Das betrifft ebenfalls die Anweisungen, beispielsweise per sprachliche Ausgabe. Der Nutzer befindet sich meist in einer unbekannten Umgebung, wenn er Navigationshilfe braucht, und möchte oder kann unter Umständen nicht ständig auf den Bildschirm schauen. Eine Navigation ist in den meisten Fällen eine von mehreren nebensächlichen Tätigkeiten.
Das System sollte den Benutzer also nicht von seiner Haupttätigkeit ablenken. Beispielsweise könnte das Ausgabegerät rechtzeitig einen Hinweis per Sprachansage - beispielsweise über Kopfhörer, oder auch Vibration geben, bevor ein Entscheidungspunkt erreicht ist - und damit dem Benutzer mitteilen, dass er sich vom System Hilfe holen kann. So muss dieser nicht die ganze Zeit seinen Blick auf das Gerät richten.
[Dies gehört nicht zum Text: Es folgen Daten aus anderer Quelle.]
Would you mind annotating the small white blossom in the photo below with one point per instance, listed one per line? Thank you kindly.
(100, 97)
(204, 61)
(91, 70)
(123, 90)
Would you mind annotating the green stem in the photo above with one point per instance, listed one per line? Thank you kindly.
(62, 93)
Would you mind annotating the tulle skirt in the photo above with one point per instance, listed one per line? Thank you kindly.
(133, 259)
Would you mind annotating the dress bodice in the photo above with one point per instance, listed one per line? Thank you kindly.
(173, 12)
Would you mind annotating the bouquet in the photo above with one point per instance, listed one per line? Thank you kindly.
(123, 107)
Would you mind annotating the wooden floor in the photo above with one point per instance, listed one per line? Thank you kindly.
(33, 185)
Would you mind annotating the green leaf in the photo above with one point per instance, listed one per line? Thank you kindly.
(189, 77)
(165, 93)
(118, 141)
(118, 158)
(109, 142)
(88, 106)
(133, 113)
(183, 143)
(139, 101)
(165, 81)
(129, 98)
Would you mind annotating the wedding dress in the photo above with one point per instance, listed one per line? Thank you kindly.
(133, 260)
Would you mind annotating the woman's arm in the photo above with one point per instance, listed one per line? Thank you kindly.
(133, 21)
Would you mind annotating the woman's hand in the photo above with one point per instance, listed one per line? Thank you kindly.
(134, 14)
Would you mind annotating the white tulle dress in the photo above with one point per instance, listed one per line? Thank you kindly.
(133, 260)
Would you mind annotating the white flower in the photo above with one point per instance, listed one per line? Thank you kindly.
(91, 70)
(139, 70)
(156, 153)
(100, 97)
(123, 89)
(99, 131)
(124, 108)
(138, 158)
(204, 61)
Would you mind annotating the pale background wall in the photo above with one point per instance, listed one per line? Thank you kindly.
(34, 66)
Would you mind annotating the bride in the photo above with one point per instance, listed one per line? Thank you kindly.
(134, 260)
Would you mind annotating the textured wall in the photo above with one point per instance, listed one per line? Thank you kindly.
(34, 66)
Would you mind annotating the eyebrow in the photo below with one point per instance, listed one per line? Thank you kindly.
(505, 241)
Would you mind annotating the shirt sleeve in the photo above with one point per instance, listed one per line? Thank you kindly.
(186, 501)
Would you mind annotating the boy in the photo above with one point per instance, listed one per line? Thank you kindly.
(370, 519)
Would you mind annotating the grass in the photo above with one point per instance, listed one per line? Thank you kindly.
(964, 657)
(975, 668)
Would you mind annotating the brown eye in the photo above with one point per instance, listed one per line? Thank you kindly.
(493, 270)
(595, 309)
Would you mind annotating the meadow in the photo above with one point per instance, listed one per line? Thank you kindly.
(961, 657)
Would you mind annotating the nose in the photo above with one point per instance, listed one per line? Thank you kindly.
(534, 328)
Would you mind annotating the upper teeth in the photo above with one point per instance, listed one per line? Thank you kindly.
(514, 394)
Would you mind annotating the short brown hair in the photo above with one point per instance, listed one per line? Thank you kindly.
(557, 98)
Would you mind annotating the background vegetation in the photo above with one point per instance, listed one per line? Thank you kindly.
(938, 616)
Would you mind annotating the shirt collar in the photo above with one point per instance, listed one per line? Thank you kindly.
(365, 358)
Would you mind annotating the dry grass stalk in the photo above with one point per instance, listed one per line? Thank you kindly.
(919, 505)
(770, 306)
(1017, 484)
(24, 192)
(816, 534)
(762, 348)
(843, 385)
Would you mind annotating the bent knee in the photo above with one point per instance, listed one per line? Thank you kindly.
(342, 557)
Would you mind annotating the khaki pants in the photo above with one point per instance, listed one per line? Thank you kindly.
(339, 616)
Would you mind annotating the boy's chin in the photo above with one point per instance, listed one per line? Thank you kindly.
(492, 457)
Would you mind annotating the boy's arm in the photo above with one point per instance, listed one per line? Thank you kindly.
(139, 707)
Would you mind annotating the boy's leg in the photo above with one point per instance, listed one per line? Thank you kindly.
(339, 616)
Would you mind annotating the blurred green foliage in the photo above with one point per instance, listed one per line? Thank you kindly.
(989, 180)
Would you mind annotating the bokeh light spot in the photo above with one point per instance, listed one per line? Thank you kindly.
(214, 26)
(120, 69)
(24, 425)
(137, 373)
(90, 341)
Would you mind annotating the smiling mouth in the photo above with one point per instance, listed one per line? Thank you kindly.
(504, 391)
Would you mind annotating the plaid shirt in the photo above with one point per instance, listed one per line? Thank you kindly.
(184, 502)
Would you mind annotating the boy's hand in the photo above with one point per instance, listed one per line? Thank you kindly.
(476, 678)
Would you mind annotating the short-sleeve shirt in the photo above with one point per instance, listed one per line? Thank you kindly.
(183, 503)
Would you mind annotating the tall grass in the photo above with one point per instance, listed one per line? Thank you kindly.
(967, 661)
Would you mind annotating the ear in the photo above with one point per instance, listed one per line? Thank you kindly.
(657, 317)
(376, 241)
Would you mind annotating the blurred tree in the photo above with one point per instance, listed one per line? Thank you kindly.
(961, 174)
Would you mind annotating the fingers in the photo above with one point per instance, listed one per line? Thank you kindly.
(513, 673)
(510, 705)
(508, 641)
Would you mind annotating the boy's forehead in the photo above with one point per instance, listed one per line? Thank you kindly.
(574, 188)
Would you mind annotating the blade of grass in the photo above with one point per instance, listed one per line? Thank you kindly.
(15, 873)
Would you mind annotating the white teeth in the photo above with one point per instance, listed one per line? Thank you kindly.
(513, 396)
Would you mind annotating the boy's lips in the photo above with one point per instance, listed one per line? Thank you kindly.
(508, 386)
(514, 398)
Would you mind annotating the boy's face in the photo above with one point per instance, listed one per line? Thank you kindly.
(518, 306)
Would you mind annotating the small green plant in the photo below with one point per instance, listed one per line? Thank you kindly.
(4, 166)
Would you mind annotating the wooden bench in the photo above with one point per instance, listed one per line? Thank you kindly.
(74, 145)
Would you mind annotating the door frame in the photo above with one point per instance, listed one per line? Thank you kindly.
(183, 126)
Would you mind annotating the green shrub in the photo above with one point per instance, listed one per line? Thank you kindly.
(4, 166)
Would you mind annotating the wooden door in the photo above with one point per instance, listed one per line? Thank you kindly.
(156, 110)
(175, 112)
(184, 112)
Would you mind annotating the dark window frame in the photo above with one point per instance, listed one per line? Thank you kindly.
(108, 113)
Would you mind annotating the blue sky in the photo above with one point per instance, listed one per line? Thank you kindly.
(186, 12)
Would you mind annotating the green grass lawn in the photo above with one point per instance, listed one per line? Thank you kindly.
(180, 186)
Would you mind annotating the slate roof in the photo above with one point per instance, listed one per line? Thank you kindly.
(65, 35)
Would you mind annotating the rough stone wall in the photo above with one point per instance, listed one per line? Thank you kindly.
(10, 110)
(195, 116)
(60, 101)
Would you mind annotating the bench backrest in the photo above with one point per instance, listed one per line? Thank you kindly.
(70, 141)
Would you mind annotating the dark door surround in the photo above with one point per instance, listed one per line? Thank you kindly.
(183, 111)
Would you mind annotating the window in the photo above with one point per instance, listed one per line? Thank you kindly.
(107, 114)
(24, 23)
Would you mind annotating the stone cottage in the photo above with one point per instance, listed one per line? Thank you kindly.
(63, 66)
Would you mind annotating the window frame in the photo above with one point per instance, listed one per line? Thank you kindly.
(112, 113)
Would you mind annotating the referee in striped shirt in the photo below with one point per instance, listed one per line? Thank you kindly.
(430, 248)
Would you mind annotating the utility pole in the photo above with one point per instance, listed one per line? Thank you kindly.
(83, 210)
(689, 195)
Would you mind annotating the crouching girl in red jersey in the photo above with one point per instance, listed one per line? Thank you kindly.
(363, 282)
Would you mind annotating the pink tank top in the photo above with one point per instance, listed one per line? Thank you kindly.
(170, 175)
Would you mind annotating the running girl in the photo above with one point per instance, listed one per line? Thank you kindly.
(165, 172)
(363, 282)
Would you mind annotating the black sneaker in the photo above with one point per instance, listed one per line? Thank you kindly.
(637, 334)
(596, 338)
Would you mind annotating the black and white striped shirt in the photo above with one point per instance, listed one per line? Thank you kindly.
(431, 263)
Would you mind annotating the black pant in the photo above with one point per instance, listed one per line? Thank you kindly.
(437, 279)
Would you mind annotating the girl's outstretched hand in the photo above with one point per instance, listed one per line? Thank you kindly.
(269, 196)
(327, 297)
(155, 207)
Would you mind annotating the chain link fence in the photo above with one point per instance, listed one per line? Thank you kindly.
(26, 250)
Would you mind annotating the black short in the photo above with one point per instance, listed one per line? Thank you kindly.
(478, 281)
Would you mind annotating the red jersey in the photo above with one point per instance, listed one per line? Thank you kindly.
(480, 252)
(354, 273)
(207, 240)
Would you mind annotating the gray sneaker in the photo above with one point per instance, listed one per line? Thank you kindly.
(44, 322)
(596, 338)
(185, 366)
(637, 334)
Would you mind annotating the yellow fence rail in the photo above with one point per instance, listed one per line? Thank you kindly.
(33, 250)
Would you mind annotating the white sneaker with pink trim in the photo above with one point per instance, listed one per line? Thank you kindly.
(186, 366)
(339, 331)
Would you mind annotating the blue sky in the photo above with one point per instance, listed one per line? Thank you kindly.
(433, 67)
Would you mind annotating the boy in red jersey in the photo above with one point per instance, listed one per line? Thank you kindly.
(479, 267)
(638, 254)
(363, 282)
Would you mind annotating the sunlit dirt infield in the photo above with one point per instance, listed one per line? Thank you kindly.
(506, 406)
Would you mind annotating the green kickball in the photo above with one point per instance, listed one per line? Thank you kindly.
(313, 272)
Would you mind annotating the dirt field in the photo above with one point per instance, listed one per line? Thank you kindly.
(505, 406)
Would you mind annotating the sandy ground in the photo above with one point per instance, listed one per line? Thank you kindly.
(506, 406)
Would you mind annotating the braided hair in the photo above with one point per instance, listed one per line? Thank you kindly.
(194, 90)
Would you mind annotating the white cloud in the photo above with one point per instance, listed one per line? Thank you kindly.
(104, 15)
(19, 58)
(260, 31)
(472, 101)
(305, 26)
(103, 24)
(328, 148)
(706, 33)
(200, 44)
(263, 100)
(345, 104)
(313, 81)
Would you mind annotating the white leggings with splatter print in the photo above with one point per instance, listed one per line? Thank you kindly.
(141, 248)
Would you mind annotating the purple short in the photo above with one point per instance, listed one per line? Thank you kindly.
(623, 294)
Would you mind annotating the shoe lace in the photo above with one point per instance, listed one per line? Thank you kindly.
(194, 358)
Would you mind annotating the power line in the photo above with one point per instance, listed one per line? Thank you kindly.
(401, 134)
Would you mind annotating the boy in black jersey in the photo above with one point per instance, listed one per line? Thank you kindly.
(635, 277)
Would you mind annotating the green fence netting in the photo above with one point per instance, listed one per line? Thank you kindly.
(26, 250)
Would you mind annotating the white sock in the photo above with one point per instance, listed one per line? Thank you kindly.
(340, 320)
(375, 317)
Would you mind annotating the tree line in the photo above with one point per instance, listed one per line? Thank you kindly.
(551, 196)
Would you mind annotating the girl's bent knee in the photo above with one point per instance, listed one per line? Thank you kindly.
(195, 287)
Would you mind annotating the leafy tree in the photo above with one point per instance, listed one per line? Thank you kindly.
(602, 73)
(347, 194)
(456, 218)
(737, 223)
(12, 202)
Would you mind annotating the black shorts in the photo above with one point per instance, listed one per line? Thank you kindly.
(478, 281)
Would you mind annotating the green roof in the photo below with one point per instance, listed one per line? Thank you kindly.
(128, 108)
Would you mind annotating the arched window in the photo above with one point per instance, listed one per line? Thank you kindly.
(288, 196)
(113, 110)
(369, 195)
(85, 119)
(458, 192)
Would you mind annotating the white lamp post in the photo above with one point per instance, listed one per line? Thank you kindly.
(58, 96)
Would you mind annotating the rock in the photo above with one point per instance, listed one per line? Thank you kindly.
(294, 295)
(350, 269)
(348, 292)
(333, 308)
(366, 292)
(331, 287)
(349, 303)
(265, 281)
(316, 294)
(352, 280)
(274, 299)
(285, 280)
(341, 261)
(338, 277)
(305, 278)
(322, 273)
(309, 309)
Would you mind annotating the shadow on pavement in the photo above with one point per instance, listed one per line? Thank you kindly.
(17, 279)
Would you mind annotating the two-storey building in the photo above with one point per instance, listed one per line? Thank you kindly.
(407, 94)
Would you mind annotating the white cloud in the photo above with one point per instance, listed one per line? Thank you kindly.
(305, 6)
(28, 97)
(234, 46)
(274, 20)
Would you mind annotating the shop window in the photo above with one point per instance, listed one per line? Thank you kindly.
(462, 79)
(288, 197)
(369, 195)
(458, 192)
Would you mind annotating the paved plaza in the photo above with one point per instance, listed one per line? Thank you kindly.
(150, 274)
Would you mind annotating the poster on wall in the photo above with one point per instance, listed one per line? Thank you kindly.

Wie moderne Navigation für Fußgänger funktionieren kann zeigt Nokia. Im Modus „Gehen“ der Nokia-Maps-Software wird eine exakte Standortbestimmung durch A-GPS und Multi-Sensor-Technik (- die Multi-Sensor-Technik beschreibt im Zusammenhang mit Nokia Navigation, den Einsatz verschiedener „Sensoren“ zur genauen Standortbestimmung. Dazu kann das Mobilfunknetz zusammen mit GPS mit Unterstützung von AGPS genutzt werden) ermöglicht. Zu den Positionsmarken gehören Straßennamen, Gebäude und Haltestellen des öffentlichen Nahverkehrs. Während des Gehens wird die Route markiert, um zu sehen, wo man bereits war. Die Karte kann in die eigene Richtung gedreht und geneigt werden. Außerdem kennt Nokia Maps beispielsweise viele Abkürzungen, die einen zu Fuß schneller ans Ziel bringen. Es ist auch möglich, sich direkt zur nächsten U-Bahn-Station führen zu lassen, um auf diese Weise schnell ans andere Ende der Stadt zu gelangen.
Fußgängernavigation kann also funktionieren, allerdings nur, wenn sie zu einem hohen Grad mit der Umwelt übereinstimmt – bzw. auf leicht erkennbare Weise wiedergibt. Wichtige Kriterien für Fußgänger-Navigation sind Kartenqualität und richtig ausgewählte und angezeigte Landmarken und Kreuzungsverläufe. Eine große Schwierigkeit liegt weiterhin vor allem in der Erhebung der Daten – Kartenmaterial über Fußwege, Hauseingänge, etc. liegt kaum vor und genauso wie die Erhebung der Landmarken ist dieser Prozess kaum zu automatisieren. Es gilt also noch immer viele technische Probleme für die Anforderungen der mobilen Nutzungssituation zu lösen.